I have had the great privilege of meeting one of the co-authors of this book, Dr. Paul Connett, on several occasions; including international conferences on water fluoridation. He has even visited Waterloo, Ontario twice this year in connection with local concerted efforts to remove fluoridation from our municipal drinking water (we have a vote on October 25, 2010). I had a chance to read pre-publication copy of this book and it is a wonderful handbook for citizens who want a readable piece which explains the intertwined science and politics on this alarming issue. Rather than going into my own review I think the one that appears in "booklist" a publication of the American Library Association parallels my own views completely:
*Starred Review* On the eve of the new millennium, the Centers for Disease Control (CDC), listed water fluoridation as one of the twentieth-century's 10 greatest public-health achievements.

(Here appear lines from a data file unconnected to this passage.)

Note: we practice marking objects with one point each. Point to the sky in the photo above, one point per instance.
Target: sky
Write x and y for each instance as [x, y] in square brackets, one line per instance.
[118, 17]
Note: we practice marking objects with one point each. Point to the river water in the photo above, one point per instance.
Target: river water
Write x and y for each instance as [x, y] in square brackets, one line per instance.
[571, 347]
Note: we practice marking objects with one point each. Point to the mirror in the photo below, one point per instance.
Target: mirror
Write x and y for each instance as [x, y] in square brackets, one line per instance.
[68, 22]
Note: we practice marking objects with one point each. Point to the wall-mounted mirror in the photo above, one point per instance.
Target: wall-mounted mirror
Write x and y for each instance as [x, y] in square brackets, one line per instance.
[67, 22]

Yet according to the authors of this painstakingly researched exposé of fluoridations overall ineffectiveness and toxicity, endorsements such as these from the CDC and other health organizations are motivated more by face-saving politics than credible research. Fluoridation advocates who have previously branded detractors as conspiracy theorists and shills for junk science will be hard pressed to debunk the hundreds of peer-reviewed studies and sound scientific reasoning presented here. In demonstrating fluoridations ineffectiveness, the authors cite exhaustive evidence proving fluorides only benefits are topical, as in tooth brushing, as opposed to swallowing. But the case against fluorides alleged safety, even in small doses, is more alarming, with multiple studies showing fluorides probable complicity in lowered intelligence scores, thyroid dysfunction, hip fractures, and the ominously rising incidence of osteosarcoma in boys. The authors' academic, hyperbole-free writing style serves them well in marshalling a series of facts that, all by themselves, expose fluoridation as a false panacea. It remains to be seen, however, whether the public-health community will give this landmark work due credit or continue to rubber stamp an outdated policy that, like bloodletting and trepanation, properly belongs on the scrap heap of sham medical interventions. (Booklist, Sept 1, 2010)
I urge anyone who lives in a fluoridated community to read this book. The unethical, unnecessary and potentially dangerous practice of fluoridation has to be stopped. This book should help to do this, not only in Canada and the U.S. but also in the handful of other countries that still continue this outdated and unsafe practice.